Where better than a fry shop to test out our digital thermometers? Pass the ketchup!

  • TruTemp by Taylor Candy (bulb: glass tube): $4
. . Amazon.ca Amazon.com
  • Maverick Redi-Chek Candy/Oil Deep Fry Thermometer (bulb: ruler): $15
. . Amazon.com
  • Taylor Connoisseur Series Candy/Deep Fry Thermometer (dial: instant-read): $32
. . Amazon.ca Amazon.com
  • CDN Combo Probe: thermometer, timer & clock (digital: remote): $44
. . Amazon.ca Amazon.com

(Note: prices listed above are approximate and in Canadian dollars)

Deep Fry Test

We tested each thermometer for speed, accuracy, and ease of use in a vat of boiling oil, while we deep fried ourselves some delicious Mars bars:

  • The TruTemp tube thermometer was a little difficult to read, especially when the glass steamed up. It was also off by 11 degrees in our accuracy test!

  • The Maverick Redi-Chek ruler thermometer was easy to use, but it can’t be used for other things like meats. Big strike against it. And when we washed it after the test, the numbers rubbed off. Not good!

  • The Taylor dial thermometer was very easy to read, with a large face, but it was a bit tippy and hard to secure. Also, it only had Fahrenheit measurements.

  • The CDN combo probe digital thermometer was easy to read and easy to use. Plus, it was also versatile and can be used for deep frying, candy-making, meat, and other things.
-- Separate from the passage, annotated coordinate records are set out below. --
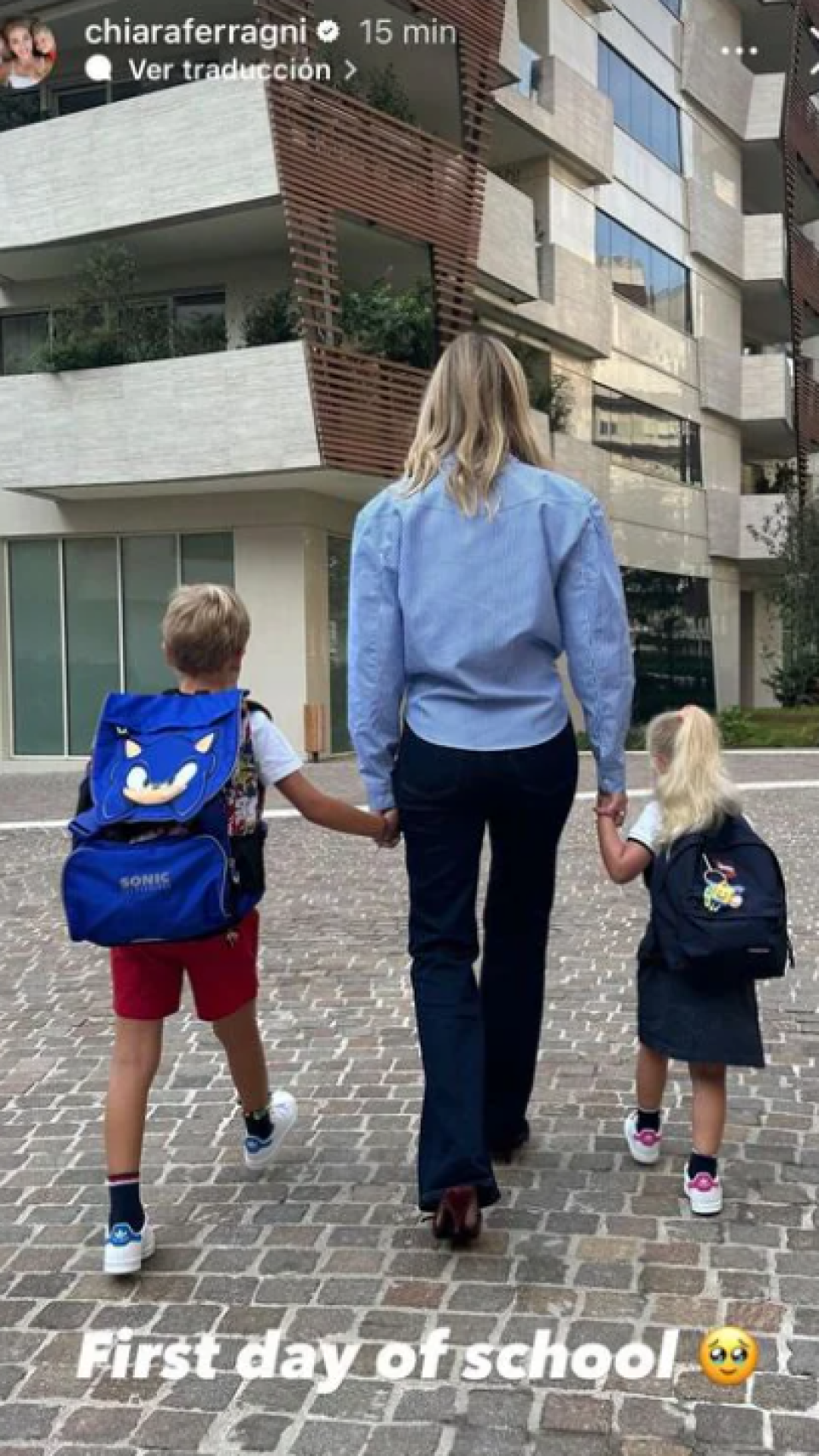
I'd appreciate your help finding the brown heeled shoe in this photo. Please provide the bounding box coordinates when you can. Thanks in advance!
[432,1186,481,1248]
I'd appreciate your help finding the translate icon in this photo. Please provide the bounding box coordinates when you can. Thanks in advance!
[86,55,113,82]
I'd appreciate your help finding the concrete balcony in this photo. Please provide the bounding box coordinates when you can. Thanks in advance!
[477,172,540,303]
[742,213,790,344]
[493,52,614,183]
[687,179,743,278]
[0,344,322,499]
[739,354,796,460]
[700,338,742,421]
[681,4,753,137]
[518,243,613,358]
[742,72,819,223]
[0,82,281,281]
[551,431,611,501]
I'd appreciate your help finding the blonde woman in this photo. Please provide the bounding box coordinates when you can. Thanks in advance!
[3,20,45,90]
[598,708,765,1214]
[349,334,633,1242]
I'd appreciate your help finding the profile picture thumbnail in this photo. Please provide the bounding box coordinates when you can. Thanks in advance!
[0,19,57,90]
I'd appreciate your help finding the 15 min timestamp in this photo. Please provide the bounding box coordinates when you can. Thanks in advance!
[361,19,458,45]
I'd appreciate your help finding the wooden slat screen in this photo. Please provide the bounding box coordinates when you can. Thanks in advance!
[258,0,505,476]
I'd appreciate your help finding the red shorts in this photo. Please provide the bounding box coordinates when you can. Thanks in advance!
[111,910,259,1021]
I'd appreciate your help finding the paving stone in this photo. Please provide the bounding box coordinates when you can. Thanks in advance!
[229,1414,291,1452]
[134,1409,212,1452]
[291,1419,369,1456]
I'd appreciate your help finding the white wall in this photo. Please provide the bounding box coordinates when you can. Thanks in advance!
[0,80,279,256]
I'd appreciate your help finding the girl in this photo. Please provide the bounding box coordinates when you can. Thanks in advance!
[32,20,57,80]
[3,20,44,90]
[596,708,765,1214]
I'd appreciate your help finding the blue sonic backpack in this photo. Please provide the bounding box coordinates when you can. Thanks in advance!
[62,689,266,946]
[648,817,793,980]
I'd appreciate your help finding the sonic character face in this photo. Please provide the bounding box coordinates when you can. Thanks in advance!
[105,732,215,819]
[700,1325,759,1384]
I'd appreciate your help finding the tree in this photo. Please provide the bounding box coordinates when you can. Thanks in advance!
[38,243,227,374]
[752,476,819,708]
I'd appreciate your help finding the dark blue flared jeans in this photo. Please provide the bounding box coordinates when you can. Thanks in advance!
[392,725,578,1210]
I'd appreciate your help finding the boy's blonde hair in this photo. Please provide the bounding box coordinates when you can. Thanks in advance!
[646,708,742,846]
[161,582,250,677]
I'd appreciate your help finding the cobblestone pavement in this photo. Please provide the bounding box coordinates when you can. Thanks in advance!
[0,754,819,1456]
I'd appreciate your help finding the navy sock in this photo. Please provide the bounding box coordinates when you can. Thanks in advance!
[244,1107,274,1143]
[688,1153,717,1178]
[637,1107,662,1133]
[107,1169,146,1233]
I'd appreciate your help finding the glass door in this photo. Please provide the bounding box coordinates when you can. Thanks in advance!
[328,536,352,753]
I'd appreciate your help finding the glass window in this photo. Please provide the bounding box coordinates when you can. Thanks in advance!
[646,86,679,172]
[627,72,652,147]
[668,258,691,334]
[596,213,691,334]
[171,293,227,354]
[623,568,716,724]
[54,86,107,116]
[0,313,48,374]
[328,536,352,753]
[62,536,119,754]
[594,384,703,485]
[598,39,681,172]
[9,542,64,754]
[595,211,613,266]
[182,532,235,587]
[648,248,675,323]
[122,536,179,693]
[608,51,631,131]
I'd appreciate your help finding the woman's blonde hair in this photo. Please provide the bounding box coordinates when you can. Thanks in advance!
[646,708,742,844]
[161,582,250,677]
[406,334,549,515]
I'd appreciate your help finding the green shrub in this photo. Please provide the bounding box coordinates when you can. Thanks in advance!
[342,275,437,369]
[241,288,303,348]
[717,708,758,748]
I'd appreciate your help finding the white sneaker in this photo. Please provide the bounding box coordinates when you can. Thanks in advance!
[682,1167,723,1214]
[102,1219,155,1274]
[623,1112,662,1163]
[244,1092,299,1168]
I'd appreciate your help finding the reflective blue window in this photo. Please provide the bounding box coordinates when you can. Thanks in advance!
[623,568,716,724]
[598,41,682,172]
[596,213,693,334]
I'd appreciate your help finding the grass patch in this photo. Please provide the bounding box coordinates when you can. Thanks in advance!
[578,708,819,750]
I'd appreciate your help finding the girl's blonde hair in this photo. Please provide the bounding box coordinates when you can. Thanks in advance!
[646,708,742,844]
[406,334,549,515]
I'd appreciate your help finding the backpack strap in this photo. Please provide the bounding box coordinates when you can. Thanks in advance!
[241,691,274,722]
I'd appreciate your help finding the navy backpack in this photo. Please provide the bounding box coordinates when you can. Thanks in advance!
[650,818,793,980]
[62,689,264,946]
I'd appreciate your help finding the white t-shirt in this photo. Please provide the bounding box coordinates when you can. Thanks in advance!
[629,800,662,854]
[250,711,304,788]
[629,800,753,854]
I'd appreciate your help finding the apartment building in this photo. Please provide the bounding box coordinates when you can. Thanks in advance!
[0,0,819,765]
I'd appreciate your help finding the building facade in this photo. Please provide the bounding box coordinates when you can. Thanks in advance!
[0,0,819,765]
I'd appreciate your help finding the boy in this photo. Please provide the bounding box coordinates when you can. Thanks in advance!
[103,585,396,1274]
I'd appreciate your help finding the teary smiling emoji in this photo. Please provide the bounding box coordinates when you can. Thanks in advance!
[700,1325,759,1384]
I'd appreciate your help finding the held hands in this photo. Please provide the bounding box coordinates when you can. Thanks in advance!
[375,810,402,849]
[595,794,629,829]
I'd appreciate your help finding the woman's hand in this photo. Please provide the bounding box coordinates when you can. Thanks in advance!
[595,794,629,829]
[375,810,402,849]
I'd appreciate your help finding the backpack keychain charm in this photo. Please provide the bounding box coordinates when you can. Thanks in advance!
[703,854,745,914]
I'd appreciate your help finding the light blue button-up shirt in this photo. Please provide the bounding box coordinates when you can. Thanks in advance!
[349,458,634,810]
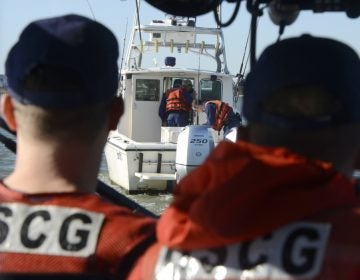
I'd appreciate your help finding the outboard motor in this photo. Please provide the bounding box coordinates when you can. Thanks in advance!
[175,125,214,182]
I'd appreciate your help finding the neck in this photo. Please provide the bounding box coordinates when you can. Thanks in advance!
[4,135,103,193]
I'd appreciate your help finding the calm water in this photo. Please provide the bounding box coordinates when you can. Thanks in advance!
[0,129,172,215]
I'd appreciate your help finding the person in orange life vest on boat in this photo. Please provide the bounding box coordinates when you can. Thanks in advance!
[0,15,155,279]
[159,80,193,126]
[197,100,241,135]
[129,35,360,280]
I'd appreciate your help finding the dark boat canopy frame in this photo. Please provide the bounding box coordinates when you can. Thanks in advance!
[146,0,360,18]
[146,0,360,71]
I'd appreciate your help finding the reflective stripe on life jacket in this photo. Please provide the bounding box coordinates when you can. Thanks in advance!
[205,100,231,131]
[165,88,191,112]
[154,222,331,280]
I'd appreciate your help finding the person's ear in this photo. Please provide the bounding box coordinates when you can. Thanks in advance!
[0,94,17,132]
[109,96,124,130]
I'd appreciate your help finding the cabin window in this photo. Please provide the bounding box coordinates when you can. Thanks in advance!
[135,79,160,101]
[199,79,222,100]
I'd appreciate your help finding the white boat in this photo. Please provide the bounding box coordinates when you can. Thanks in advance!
[105,10,240,193]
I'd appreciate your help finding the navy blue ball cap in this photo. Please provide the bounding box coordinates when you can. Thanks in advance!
[5,15,119,108]
[243,35,360,129]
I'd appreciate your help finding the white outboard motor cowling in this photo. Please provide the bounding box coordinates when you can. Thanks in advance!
[175,125,214,182]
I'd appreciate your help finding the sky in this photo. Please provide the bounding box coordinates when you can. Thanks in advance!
[0,0,360,75]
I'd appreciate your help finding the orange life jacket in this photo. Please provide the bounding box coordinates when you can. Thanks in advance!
[128,141,360,280]
[165,88,191,112]
[205,100,231,131]
[0,183,155,279]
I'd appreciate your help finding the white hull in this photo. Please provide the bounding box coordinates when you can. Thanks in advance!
[105,14,241,193]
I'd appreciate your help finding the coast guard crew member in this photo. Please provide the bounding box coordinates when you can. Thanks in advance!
[159,80,194,126]
[129,35,360,280]
[0,15,155,279]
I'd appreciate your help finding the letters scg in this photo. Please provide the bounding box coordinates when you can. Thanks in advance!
[157,222,330,279]
[0,203,104,257]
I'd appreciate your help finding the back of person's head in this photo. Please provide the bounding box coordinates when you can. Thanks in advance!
[6,15,119,139]
[243,35,360,170]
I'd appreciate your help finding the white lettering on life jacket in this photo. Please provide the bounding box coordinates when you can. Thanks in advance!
[155,222,331,280]
[0,203,104,257]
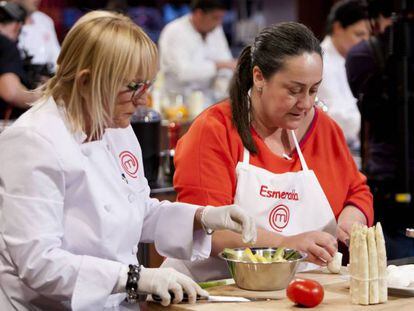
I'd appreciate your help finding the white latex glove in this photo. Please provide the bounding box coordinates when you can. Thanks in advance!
[201,204,257,244]
[138,267,208,306]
Even though the CDN combo probe digital thermometer was the most expensive, it’s also the most versatile, and has some features that can’t be beat by any of the others we tested. So while you might save some money on a non-digital model, you may end up having to buy more than one thermometer for different things. The versatility and ease of use of the CDN digital thermometer makes it our top pick.